Along with most others on the blog, I was reasonably supportive of the parking changes – especially as on-street parking will eventually be charged in a way that relates to the level of demand in that area. I also think that short-stay parking in the city centre has been over-priced in the past (and long-stay under-priced) leading to daft outcomes like people being better off if they drove into the city at peak times to take advantage of the cheap earlybird pricing. Also from observation the price of earlybird parking hasn’t actually changed particularly much in the past decade, probably reflecting a decline in the number of vehicles entering the city during peak times.
And some interesting points are made by Tournament Parking:
Tournament’s national business manager, Matt Ryan, said the “huge disparity” in pricing across the country was due to demand on parking resources.
“In saying that, the carparking market across the main centres is actually very competitive … so the reality is that if a parking company prices too high, customers will walk.”
Mr Ryan said the Auckland Council’s plan had become “very focused on short-term parkers in an attempt to increase patronage in the CBD”.
“We applaud this move as it is breathing more life into the CBD. However their strategy does not appear to provide any recourse for daily commuters who actually comprise most CBD parkers.

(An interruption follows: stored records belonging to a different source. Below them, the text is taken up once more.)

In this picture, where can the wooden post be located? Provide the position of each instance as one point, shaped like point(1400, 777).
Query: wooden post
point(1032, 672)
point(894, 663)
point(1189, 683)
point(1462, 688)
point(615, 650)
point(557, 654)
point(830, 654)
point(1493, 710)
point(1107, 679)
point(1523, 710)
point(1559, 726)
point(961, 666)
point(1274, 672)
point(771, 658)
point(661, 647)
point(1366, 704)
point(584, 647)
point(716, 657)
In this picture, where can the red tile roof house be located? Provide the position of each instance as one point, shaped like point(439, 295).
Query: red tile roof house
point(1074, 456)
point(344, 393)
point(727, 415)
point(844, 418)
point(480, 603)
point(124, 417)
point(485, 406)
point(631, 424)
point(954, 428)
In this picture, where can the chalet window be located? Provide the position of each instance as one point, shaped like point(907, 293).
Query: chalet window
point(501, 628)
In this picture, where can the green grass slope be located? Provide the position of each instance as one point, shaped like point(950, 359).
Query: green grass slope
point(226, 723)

“The reality is that until Auckland’s public transport services are improved, motor vehicles shall still pour into the city each morning at increasing rates, and these commuters do need to be catered for – and that’s where the private parking companies have a significant role to play.”
Mr Ryan said more than 85 per cent of Tournament’s daily parkers pay Early Bird rates which are cheaper than Auckland Council’s daily rate of $17.
There’s an interesting dynamic in the parking business where declining demand (due to better public transport) will probably lead them to lower parking prices, potentially attracting people back from public transport to using their car. Hopefully Auckland Transport (who operate the council’s parking buildings) will remove themselves from the commuter parking business in the not too distant future so they stop undermining the public transport we’re subsidising and also so they can focus on short-stay parking which actually provides some economic benefit through encouraging shoppers into the central city. In the longer run it would probably be good for Auckland Transport to get out of the off-street parking business completely and leave it to the private market as there doesn’t seem to be too much public benefit in having them involved.
Finally, most of the sites managed by Tournament Parking are absolute blights on the cityscape so hopefully over time those sites get redeveloped while the declining number of car commuters into town will mean these aren’t replaced.